5. En deuxième lieu, le maintien indu dans un des lieux d’hébergement mentionnés à l’article L. 552-1 précité d’une personne dont la demande d’asile a été définitivement rejetée participe à la saturation des dispositifs d’accueil dans le département, compromettant ainsi le fonctionnement normal de ces dispositifs et par suite la prise en charge des demandeurs d’asile en droit d’en bénéficier. A cet égard, le préfet de Vaucluse soutient sans être contesté que le taux d’occupation des lieux d’hébergement pour demandeurs d’asile dans le département de Vaucluse est de 98,16% avec un taux de présence indue dans les structures dédiées de 27,90%. Mme A… ne fait par ailleurs pas état de circonstances exceptionnelles notamment d’une situation de vulnérabilité de nature à ôter tout caractère urgent à son expulsion. Dans ce contexte de saturation des lieux d’hébergement, la libération des lieux par Mme A… présente ainsi, eu égard aux besoins d’accueil de ces demandeurs et au nombre, non contesté, de places disponibles pour cet accueil dans le département, un caractère d’urgence et d’utilité.
6. Compte tenu de la présence à ses côtés d’une enfant âgée de 7 ans, il y a toutefois lieu d’accorder à Mme A… un délai de deux mois pour quitter le logement qu’elle occupe au sein du centre d’hébergement d’urgence pour demandeurs d’asiles géré par l’association « Entraide Pierre Valdo » à Avignon.
7. En l’absence de départ volontaire à l’expiration de ce délai, le préfet de Vaucluse est autorisé à procéder à l’évacuation forcée des lieux, si nécessaire avec le concours de la force publique. Le préfet de Vaucluse pourra également prendre les mesures nécessaires pour faire enlever les biens meubles qui se trouveraient dans les lieux aux frais et risques de l’intéressée, à défaut pour elle de les avoir emportés.
O R D O N N E :
Article 1er : Il est enjoint à Mme A… de libérer le logement qu’elle occupe au sein de l’hébergement d’urgence pour demandeurs d’asile géré par l’association « Entraide Pierre Valdo » à Avignon, dans un délai de deux mois à compter de la notification de la présente ordonnance.

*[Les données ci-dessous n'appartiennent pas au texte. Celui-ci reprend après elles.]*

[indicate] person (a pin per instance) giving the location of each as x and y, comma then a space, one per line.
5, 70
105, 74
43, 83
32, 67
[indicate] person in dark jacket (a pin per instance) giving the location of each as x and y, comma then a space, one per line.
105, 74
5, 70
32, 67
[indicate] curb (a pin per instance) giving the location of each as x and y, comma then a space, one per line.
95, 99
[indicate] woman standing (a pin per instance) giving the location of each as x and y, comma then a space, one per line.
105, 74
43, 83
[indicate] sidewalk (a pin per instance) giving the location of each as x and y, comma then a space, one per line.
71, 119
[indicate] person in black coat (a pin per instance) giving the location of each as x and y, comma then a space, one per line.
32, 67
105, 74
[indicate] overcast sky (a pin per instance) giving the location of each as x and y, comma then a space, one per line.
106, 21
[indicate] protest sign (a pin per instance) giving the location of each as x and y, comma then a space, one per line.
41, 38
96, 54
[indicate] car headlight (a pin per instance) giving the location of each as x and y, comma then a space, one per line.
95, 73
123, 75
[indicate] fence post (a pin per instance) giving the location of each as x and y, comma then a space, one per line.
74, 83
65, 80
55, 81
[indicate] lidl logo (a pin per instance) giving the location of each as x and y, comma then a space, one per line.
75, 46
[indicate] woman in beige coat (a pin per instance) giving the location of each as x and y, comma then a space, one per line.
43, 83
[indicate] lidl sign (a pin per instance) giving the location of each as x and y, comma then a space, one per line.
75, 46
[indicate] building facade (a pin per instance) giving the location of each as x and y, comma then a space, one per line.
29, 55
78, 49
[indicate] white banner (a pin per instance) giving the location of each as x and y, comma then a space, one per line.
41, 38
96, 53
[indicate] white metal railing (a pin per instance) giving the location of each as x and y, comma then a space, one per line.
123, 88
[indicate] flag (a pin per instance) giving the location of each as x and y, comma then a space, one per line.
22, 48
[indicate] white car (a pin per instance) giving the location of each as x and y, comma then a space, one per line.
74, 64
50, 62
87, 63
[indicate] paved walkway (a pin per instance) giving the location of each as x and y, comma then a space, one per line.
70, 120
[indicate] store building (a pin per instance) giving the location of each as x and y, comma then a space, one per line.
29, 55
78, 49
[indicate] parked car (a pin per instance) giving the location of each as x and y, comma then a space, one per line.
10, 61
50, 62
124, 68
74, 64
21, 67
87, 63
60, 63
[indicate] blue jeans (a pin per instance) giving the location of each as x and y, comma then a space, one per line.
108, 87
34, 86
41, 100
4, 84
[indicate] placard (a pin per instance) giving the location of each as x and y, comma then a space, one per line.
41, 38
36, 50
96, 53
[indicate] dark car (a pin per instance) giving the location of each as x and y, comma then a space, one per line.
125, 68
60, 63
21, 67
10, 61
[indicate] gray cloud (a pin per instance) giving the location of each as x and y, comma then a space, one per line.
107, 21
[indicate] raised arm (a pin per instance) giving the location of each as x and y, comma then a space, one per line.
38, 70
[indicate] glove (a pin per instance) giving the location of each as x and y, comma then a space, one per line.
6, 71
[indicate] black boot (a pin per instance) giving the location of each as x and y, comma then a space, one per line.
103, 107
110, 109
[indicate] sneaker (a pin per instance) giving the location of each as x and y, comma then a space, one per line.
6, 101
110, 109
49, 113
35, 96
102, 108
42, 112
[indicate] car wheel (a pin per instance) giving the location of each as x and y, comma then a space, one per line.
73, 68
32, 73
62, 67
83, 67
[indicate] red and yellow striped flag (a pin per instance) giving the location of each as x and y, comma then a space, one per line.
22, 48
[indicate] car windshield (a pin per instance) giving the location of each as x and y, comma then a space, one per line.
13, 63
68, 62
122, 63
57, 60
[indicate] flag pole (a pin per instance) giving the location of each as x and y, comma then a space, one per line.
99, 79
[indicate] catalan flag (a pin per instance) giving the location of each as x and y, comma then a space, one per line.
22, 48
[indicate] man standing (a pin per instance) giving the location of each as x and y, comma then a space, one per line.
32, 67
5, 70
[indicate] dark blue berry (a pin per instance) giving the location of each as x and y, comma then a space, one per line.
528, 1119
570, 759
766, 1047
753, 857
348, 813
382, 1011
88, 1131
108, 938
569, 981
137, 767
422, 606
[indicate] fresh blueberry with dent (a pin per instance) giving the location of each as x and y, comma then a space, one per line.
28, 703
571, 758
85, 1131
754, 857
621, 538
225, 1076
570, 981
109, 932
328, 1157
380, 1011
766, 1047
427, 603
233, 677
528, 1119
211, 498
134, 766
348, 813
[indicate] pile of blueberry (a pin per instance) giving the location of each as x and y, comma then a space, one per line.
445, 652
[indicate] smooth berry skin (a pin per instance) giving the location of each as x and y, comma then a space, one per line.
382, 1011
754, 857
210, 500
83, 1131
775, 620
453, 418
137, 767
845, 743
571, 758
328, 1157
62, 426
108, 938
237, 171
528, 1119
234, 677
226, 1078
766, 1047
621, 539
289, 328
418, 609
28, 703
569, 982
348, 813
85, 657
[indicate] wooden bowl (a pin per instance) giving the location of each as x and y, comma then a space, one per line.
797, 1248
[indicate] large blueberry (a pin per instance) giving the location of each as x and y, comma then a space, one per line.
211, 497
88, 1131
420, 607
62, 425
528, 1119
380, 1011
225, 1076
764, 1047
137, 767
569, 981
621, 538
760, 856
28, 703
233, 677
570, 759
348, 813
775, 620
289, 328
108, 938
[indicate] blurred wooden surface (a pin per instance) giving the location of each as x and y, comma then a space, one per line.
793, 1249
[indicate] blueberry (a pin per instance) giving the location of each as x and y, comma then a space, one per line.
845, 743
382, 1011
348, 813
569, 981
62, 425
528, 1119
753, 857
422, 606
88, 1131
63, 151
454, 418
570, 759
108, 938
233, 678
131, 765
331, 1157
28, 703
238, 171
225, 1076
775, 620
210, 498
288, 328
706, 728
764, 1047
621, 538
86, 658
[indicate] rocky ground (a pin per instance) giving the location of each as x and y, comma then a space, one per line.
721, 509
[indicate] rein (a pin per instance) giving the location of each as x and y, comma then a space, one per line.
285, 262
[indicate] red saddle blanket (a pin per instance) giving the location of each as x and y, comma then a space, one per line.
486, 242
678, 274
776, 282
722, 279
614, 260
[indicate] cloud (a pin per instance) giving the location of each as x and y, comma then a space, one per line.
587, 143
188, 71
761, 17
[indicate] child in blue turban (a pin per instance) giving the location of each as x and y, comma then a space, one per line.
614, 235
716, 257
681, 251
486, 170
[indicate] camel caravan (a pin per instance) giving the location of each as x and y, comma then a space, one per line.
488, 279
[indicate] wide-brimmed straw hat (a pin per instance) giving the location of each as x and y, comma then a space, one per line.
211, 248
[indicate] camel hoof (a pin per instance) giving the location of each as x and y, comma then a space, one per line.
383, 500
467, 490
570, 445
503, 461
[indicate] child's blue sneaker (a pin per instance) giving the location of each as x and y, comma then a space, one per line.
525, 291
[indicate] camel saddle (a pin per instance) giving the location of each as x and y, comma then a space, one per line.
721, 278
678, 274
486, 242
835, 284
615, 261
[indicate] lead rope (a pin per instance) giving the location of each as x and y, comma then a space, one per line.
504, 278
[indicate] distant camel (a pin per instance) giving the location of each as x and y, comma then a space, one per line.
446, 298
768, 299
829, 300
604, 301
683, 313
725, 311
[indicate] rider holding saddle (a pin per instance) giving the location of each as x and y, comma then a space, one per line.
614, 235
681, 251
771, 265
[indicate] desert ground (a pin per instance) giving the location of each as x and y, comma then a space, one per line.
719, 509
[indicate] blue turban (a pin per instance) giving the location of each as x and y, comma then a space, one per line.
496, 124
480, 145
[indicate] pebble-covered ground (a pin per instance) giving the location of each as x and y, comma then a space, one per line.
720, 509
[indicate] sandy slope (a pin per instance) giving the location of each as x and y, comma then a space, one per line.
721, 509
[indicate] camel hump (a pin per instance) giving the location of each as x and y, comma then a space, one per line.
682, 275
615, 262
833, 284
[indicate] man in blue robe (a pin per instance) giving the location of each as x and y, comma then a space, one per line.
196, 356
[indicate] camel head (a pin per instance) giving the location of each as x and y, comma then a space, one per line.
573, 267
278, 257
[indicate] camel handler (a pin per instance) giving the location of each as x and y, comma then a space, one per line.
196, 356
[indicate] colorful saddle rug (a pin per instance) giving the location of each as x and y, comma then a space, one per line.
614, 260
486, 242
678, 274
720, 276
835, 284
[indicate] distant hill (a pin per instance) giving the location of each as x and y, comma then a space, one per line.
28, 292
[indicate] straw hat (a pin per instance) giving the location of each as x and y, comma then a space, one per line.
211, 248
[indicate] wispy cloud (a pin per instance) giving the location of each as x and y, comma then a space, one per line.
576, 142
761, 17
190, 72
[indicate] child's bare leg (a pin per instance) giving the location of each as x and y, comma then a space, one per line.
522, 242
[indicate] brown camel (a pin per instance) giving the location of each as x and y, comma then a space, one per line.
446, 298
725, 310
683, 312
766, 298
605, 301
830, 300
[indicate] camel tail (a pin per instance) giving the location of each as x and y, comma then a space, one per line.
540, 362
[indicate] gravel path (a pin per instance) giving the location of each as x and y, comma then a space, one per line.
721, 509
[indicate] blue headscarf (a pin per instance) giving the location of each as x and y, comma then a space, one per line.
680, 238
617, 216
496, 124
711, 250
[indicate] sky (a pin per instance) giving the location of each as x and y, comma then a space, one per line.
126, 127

Article 2 : En l’absence de départ volontaire à l’expiration du délai fixé à l’article 1er, le préfet de Vaucluse pourra procéder à l’évacuation forcée des lieux, avec le concours de la force publique, et prendre les mesures nécessaires pour faire enlever les biens meubles qui se trouveraient dans les lieux aux frais et risques des intéressés.
Article 3 : La présente ordonnance sera notifiée au ministre de l’intérieur et à Mme B… A….
Copie en sera adressée au préfet de Vaucluse et à l’office français de l’immigration et de l’intégration.
Fait à Nîmes, le 31 décembre 2025.
La juge des référés,
C.CHAMOT
La République mande et ordonne au ministre de l’intérieur en ce qui le concerne ou à tous commissaires de justice à ce requis en ce qui concerne les voies de droit commun contre les parties privées, de pourvoir à l’exécution de la présente décision.